Como se vivia no passado à maldição da impotência? Que cuidados existiam para aprimorar a então chamada “obra de Vênus”? Ora, sabemos que a potencialização da luxúria tinha função explícita: restaurar o arsenal sexual do amante, solicitar, acordar e excitar o apetite viril. Isso, pois nessa cultura e nesses tempos, o sentido da vida passava pela medida de virilidade e fecundidade. Virilidade e fecundidade eram testes fundamentais quanto à capacidade de homens e mulheres interpretarem seu próprio papel na cena das representações insidiosas da carne. Insidiosas, porém necessárias. Afinal, “o crescei e multiplicai-vos” era obrigatório e a Bíblia já o tinha estipulado.

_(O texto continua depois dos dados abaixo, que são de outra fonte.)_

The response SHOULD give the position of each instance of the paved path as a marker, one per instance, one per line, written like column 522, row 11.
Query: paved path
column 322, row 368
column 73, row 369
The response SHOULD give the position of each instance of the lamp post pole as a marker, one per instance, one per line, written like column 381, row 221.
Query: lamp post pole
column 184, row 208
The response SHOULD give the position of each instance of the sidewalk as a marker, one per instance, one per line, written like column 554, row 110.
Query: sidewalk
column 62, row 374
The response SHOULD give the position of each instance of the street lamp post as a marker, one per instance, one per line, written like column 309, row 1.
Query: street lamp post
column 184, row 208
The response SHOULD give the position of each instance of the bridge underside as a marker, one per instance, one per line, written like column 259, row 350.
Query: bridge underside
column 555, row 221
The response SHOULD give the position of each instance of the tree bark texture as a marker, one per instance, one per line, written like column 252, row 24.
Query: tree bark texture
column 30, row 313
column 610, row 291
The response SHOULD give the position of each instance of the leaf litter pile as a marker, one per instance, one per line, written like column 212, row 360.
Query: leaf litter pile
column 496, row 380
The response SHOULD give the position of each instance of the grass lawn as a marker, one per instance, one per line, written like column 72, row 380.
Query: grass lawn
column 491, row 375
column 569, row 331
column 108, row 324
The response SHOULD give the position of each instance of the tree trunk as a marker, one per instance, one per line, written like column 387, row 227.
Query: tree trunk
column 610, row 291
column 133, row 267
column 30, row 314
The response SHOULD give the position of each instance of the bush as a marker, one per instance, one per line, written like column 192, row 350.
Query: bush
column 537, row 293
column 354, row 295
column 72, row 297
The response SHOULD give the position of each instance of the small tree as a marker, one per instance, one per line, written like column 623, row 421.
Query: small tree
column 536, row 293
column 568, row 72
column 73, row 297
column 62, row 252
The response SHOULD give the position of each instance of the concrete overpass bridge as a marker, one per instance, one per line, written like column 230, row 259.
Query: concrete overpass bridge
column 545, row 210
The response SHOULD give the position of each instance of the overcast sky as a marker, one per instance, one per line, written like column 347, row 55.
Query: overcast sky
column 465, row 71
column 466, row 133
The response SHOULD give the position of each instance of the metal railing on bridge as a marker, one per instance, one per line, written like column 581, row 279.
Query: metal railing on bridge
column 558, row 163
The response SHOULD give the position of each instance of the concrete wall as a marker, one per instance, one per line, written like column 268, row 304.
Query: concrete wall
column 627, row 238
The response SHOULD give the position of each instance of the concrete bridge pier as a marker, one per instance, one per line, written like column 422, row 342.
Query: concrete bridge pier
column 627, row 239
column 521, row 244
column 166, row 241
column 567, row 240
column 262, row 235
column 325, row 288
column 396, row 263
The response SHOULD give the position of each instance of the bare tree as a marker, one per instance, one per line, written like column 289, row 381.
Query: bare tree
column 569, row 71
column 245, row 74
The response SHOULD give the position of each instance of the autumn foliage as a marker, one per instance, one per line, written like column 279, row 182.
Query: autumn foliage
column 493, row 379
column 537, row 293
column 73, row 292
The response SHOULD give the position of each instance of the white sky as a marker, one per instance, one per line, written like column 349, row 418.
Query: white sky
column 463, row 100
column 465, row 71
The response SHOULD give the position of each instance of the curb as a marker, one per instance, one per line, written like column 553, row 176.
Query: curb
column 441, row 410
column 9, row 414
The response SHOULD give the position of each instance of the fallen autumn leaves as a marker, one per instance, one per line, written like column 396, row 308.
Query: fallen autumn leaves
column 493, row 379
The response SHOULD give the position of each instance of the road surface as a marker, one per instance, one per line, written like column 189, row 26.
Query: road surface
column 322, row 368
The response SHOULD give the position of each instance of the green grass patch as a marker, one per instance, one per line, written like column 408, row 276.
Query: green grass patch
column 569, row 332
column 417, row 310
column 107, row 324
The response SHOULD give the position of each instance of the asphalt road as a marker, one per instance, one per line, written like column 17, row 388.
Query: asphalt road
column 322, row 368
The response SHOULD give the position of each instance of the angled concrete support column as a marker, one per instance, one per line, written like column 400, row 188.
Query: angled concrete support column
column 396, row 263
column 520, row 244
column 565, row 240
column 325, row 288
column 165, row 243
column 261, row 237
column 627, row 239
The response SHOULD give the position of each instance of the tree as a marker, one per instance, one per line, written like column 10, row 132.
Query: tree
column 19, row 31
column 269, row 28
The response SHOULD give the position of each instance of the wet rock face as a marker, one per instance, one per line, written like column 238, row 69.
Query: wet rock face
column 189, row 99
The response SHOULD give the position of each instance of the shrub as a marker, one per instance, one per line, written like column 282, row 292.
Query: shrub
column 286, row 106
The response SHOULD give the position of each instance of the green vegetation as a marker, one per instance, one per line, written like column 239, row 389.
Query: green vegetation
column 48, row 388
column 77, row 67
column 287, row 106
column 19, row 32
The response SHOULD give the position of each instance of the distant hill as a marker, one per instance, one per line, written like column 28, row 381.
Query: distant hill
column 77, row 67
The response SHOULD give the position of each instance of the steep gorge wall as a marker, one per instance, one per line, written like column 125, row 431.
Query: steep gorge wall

Tal preocupação foi estrutural na sociedade ocidental cristã. Só que, na Idade Média, os limites entre virilidade, fecundidade e os desdobramentos do desejo sexual excessivo ainda não tinham sido de todo demarcados. Os filtros do amor, por exemplo, alimentaram a literatura do renascimento medieval. O exemplo máximo é a estória de Tristão e Isolda, onde a poção mágica tem decisiva importância na trama que leva a heroína aos braços do herói. No século XII, o filtro é considerado um instrumento legítimo do desejo. Mas uma virada ocorreu. O casamento monogâmico e indissolúvel, tal como foi instituído pela Igreja Católica no século XII, era considerado um remédio contra a concupiscência. Seu objetivo fundamental era a procriação e os filhos. A felicidade e o desejo eram secundários. Prova disso é que, um século mais tarde, uma acirrada repressão se abateu sobre práticas afrodisíacas baseadas em poções, sua condenação explicitando-se até no Manual dos Inquisidores escrito pelo Inquisidor Nicolau Eymerich, em 1376.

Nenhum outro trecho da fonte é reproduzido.